Je choisis le tranquille at home. J'ai été gênée, l'autre jour, de rencontrer les Villeréal au Pavillon Henri IV. Bien qu'Hélène et miss May fussent avec nous, j'étais contrariée que ces gens nous surprissent en escapade. Et puis, où irions-nous? Nous finirions par afficher Saint-Germain et sa forêt en y retournant si souvent.

Mieux vaut le dîner dans le jardin d'hiver embaumé des fleurs de mai, et ensuite la causerie dans le petit salon.

CCIV
Denise à Philippe.

Mercredi, 17 mai.

Cette fois vous l'aurez la lettre écrite le lendemain de nos soirs, et que d'habitude je déchire sans vous l'envoyer. Tant pis si elle vous ennuie; au moins, après cette expérience vous ne les réclamerez plus. D'ailleurs vous avez dit: «A samedi»—mon excuse est là: je trouve cela long sans vous voir... Pouffez pas, mon ami chéri; ce n'est pas ma faute si j'ai le cœur tendre et si l'imbécile s'est attaché à vous; c'est un coup auquel je ne m'attendais pas; on ne saurait s'aviser de tout en ce monde misérable!

Notre amitié sans mensonges ni petites ruses, bien noble et bien droite est une chose rare dont je m'enorgueillis. Pourquoi cette intimité exquise n'a-t-elle pas suffi à ma vie? Je suis furieuse après monsieur mon cœur qui a eu des soifs folles, inattendues, qu'une telle intimité n'étanche pas. S'il est encore un peu alangui, c'est bien de votre faute: vous êtes le seul homme dans le tête-à-tête duquel je ne me sois jamais ennuyée.

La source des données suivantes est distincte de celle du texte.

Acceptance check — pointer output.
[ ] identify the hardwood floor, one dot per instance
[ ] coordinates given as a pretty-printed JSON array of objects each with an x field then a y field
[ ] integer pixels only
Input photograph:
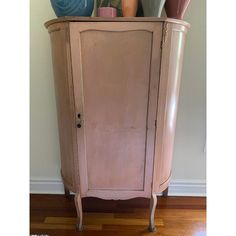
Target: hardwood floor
[{"x": 175, "y": 216}]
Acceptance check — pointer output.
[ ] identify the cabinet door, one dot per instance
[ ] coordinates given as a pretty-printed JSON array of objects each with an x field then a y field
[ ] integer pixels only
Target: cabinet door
[{"x": 115, "y": 74}]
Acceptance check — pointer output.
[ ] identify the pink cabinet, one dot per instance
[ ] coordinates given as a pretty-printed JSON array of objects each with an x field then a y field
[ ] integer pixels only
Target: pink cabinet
[{"x": 117, "y": 85}]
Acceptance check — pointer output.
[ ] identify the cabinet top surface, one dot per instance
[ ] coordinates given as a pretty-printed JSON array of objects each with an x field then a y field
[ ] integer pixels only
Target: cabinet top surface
[{"x": 115, "y": 19}]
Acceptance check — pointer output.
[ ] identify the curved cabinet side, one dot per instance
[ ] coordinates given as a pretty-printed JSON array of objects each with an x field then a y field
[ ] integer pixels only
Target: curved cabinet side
[
  {"x": 65, "y": 103},
  {"x": 171, "y": 67}
]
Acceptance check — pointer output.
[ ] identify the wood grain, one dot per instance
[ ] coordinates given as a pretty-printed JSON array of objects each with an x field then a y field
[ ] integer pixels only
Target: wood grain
[{"x": 56, "y": 215}]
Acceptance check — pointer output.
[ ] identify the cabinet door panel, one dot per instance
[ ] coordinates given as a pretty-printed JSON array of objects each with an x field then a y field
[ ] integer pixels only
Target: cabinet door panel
[{"x": 116, "y": 84}]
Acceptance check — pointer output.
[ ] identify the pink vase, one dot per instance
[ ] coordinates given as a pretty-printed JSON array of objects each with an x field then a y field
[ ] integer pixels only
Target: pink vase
[{"x": 176, "y": 8}]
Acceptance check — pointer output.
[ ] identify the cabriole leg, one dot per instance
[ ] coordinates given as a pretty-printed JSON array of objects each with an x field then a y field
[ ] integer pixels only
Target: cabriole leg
[
  {"x": 165, "y": 192},
  {"x": 153, "y": 204},
  {"x": 78, "y": 205}
]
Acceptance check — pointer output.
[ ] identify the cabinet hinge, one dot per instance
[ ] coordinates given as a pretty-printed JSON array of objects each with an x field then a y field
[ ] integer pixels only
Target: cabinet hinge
[{"x": 165, "y": 34}]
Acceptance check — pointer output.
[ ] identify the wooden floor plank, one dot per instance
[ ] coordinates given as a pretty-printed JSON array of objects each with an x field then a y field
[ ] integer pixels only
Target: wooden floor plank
[{"x": 175, "y": 216}]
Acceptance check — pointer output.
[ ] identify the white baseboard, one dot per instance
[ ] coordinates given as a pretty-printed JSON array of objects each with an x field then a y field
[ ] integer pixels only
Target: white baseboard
[{"x": 177, "y": 187}]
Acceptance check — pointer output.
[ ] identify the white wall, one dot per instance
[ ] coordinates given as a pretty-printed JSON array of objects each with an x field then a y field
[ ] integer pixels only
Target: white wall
[{"x": 189, "y": 168}]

D'où vient cela? pourquoi sont-ce parfois les improductifs qui donnent au plus haut point une sensation d'art et de suprême intellectualité? Ils sont la source où l'on s'abreuve; toute leur force rejaillit sur les autres. Cela explique les enthousiasmes pour des inconnus de la foule, insoupçonnés hors un cercle restreint d'hommes de valeur.

Vous êtes pour moi cette force, cet aliment utile à ma tête, à mon âme, à mon cœur et que, par faiblesse féminine, j'ai cru une minute indispensable à mon corps. Pourtant lorsque j'analyse par le menu les sentiments que j'ai eus pour vous, je me demande si tout cela était de l'amour? De ce que je souhaitais vous posséder tout entier et que nos vies ne se séparassent pour rien, unies dans les plus intimes choses, faut-il conclure: j'étais facile à entraîner au mal? Je me souviens de ces heures de scrupule, dans ce fiacre; je n'avais qu'à descendre... pourquoi ne suis-je pas descendue? Qu'avais-je donc peur de ne pas trouver en vous?